Across our valley one day last week the setting sun kissed the tops of the hills. Continuing its arc to the west, it cast shadows that revealed the contours of the terrain that are hidden from our view at midday. The sight grabbed my attention. With their fleeting hues the passing moments of twilight were blessing the day, bestowing a fuller perception of its gifts and lessons.

Mid-way through my eighth decade I see the sun’s retreat from the peaks as a visual reminder of my life’s twilight. I am learning to embrace it. Slowly cleaning the clutter of expired years, I revisit and cull correspondence and writings, claiming the perspectives they provide on the people and events who have brought joy, challenge and meaning to my life. Like the contours of the hills revealed by the setting sun, views appear that were missed while I had been absorbed in the day’s dramas.

However, twilight’s perspectives are not reserved for the final decades of life. They are available whenever the light of our mindfulness softens the sky. Times of perplexity or promise, when we may procrastinate or prevail, can point us to the blessings of a new understanding.

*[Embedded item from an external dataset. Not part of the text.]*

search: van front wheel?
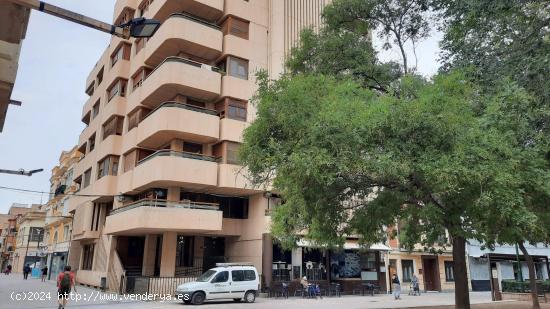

Some lines from John O’Donohue encourage us to pause at day’s end to capture and appreciate an insight hidden in the glare of our midday tasks.

As light departs to let the earth be one with night,

Silence deepens in the mind, and thoughts grow slow;

The basket of twilight brims over with colors

Gathered from within the secret meadows of the day

And offered like blessings to the gathering Tenebrae.